All of it. Especially the damn scarves. Somewhere down the line the College Programming Office must have handed these things out at MSI night or something. Whenever winter rolls around, you can’t throw a rock without hitting someone in a Burberry scarf. It’s starting to get creepy—no less because these scarves are at best undistinguished, and at worst one of the worst color combinations to infest Chicago since they started dyeing the Chicago River green. I realize it has the reputation of being distinguished. So do lots of old, tired, broken things.

3. Red Line Shuttle

Opposition to the Red Line Shuttle, unfortunately, seems to be coalescing around the idea that it will make us look like rich jerks. As Courtney Wassell pointed out in the last issue, we’re already so clearly rich jerks (or at least poor/middle-class jerks who can play the system) that one bus ride either way isn’t going to make a damn bit of difference. They told me when I came here that Valois would help that, too—there’s a sociology book about it and everything—and all I got was overpriced cafeteria food that was no better for being visible.
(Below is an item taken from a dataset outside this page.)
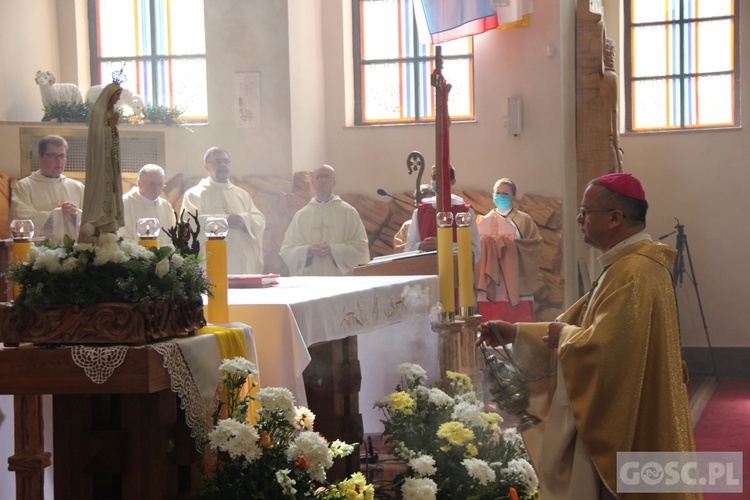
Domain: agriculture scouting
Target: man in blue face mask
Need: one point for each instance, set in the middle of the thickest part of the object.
(510, 258)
It makes much more sense to oppose the Shuttle because it’s a dumb way to spend $10,000 (or however much this is going to cost us). I don’t want to subsidize whatever people are doing that causes them to be on the Red Line Shuttle at 2 a.m. I’ve been on the #55 at all hours of the night, coming back from doing all sorts of neat things that I’m glad I did, but not a single one was anything I expected the University to put a dime towards, and I would have looked at it funny had they offered.

Half of being in the city is actually learning how to live in it, and asking the University to spend 10 Gs on you to make Chicago user-friendly may not be bad for the community—but it sure is bad for the soul. It’s also giving into this insidious fear of the city with which U of C students are inculcated from day one. If the Shuttle encourages isolation, it does so not by being a new toy but by promoting a terror of anywhere that’s not campus or the North Side.

So give the $10,000 to FOTA, or Fire Escape, or renovate the dump that Harper Library is becoming, or just open up Doc’s weirder film series for free. I’m all for perks; it’s just unpleasant when they’re such blatant pandering.

P.S. To the writers of the original Red Line Shuttle proposal: It’s “Red Line,” NOT “Redline,” and I’d advise copy editing the version at sg.uchicago.edu while it’s still up. You may be confusing it with “redlining.” It’s not that hard to do.